The uniform talked to Jimmy and stared at the girls. I did my halfwitted, middle-class TV researcher act, flashing a laminated ID card (Apollo Home Entertainment, Bethnal Green Road). They weren’t interested. What we hadn’t noticed — preoccupied with extreme manifestations of local colour — was the distant line of beaters working their way towards us across the mud flats. Wellington bootmarks filling with yellow squitter. Nuisanced crows perched on wire.
The search was now in its critical third day, a schoolgirl from Purfleet reported as missing: last seen at the bus stop, 8.30 a.m., grey flannel skirt, blue jersey, no coat. Fourteen years old: no form, no suspect connections. An occasional clubber at ‘Tuesdays’ in Basildon. Tuesdays: as in ‘shut on’. Apostrophe sacrificed in homage to Ms Weld, the peppy ingénue of Rally Round the Flag, Boys , the depressed mom of Heartbreak Hotel . Clubland in Essex had slithered down the fantasy casting couch from Marilyn (shaking it for Jack) to Raquel (fur bikini) to Teen Queen surf bimbos (sub-Corman). Weld deserved better. In her day she was pretty good. We were the same age, but we’d matured at different speeds. She got to play Scott Fitzgerald’s wife round about the time I was scratching dog shit from the base of the pyramid in Limehouse Church. In the film dictionaries you’ll find her between Johnny Weissmuller and Orson Welles.

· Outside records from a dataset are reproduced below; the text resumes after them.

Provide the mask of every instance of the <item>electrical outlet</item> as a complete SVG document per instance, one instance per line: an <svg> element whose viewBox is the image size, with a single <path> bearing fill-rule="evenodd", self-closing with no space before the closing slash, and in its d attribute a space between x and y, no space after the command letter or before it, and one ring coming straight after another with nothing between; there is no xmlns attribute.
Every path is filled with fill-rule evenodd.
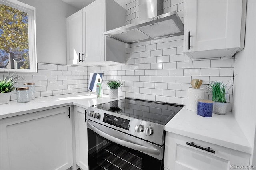
<svg viewBox="0 0 256 170"><path fill-rule="evenodd" d="M58 90L57 79L47 79L47 90Z"/></svg>

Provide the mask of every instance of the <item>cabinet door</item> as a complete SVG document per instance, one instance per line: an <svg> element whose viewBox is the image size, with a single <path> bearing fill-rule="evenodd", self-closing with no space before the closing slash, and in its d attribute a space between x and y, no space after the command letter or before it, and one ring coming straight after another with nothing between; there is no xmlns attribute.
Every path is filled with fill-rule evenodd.
<svg viewBox="0 0 256 170"><path fill-rule="evenodd" d="M68 108L1 119L1 169L66 170L72 166Z"/></svg>
<svg viewBox="0 0 256 170"><path fill-rule="evenodd" d="M82 10L81 10L66 19L67 64L78 64L79 53L84 53L83 51L82 16Z"/></svg>
<svg viewBox="0 0 256 170"><path fill-rule="evenodd" d="M86 51L84 62L105 60L105 1L96 0L83 9Z"/></svg>
<svg viewBox="0 0 256 170"><path fill-rule="evenodd" d="M192 59L232 56L240 47L243 1L186 1L185 53Z"/></svg>
<svg viewBox="0 0 256 170"><path fill-rule="evenodd" d="M83 170L89 169L86 111L85 109L74 106L76 164Z"/></svg>
<svg viewBox="0 0 256 170"><path fill-rule="evenodd" d="M234 168L232 165L249 166L250 154L246 153L168 132L165 142L164 166L170 170L229 170Z"/></svg>

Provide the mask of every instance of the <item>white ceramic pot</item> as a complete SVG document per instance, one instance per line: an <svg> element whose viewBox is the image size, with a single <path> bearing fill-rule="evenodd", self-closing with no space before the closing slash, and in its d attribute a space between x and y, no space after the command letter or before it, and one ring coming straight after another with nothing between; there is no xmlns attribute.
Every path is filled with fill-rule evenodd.
<svg viewBox="0 0 256 170"><path fill-rule="evenodd" d="M109 90L109 98L117 98L118 97L118 90L117 89L110 89Z"/></svg>
<svg viewBox="0 0 256 170"><path fill-rule="evenodd" d="M187 90L186 108L188 110L197 110L197 100L204 99L204 89L189 88Z"/></svg>
<svg viewBox="0 0 256 170"><path fill-rule="evenodd" d="M11 94L12 92L0 93L0 104L10 103Z"/></svg>
<svg viewBox="0 0 256 170"><path fill-rule="evenodd" d="M225 115L227 112L228 103L213 102L213 109L212 112L218 115Z"/></svg>

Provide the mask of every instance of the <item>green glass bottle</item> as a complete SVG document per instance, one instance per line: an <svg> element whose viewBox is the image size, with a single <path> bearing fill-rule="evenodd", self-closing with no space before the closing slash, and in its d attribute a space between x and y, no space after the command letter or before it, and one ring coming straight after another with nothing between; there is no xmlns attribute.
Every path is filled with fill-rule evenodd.
<svg viewBox="0 0 256 170"><path fill-rule="evenodd" d="M101 83L100 83L100 79L98 79L98 83L97 83L97 98L101 98Z"/></svg>

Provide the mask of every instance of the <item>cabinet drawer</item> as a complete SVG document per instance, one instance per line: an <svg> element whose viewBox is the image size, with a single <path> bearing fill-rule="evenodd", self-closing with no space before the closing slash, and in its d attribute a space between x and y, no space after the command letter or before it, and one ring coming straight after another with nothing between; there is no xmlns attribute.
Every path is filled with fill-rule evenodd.
<svg viewBox="0 0 256 170"><path fill-rule="evenodd" d="M194 146L187 144L187 142L191 144L192 142L193 143L192 145ZM196 152L198 153L198 154L208 155L209 156L215 156L226 160L229 160L230 149L228 148L181 135L177 135L176 143L177 145L177 149L180 148L180 149L182 149L182 148L183 148L188 150L192 150L194 152L196 150L198 151ZM196 147L196 146L205 149L210 147L209 150L214 151L215 153L211 153L201 148L197 148Z"/></svg>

Sad that Tuesday had become estuary slang, mouthed by groups of young males, on walls, on bikes, shouting after schoolgirls. ‘See you next Tuesday.’ C-U-N-T.
The Basildon club was the kind of place where they employed bouncers to chuck you in. To keep you wired. Blood flowed, at the burger stall in the early hours, when grudges were sorted; cold night air, big men with small psychoses, rucks over minicabs and gash. The local filth were so bent, there was no point in putting them on the payroll. They paid you , for part of the action. They stored excess stock, drugs and porn. You worked for them, if you were lucky, as a salaried distributor.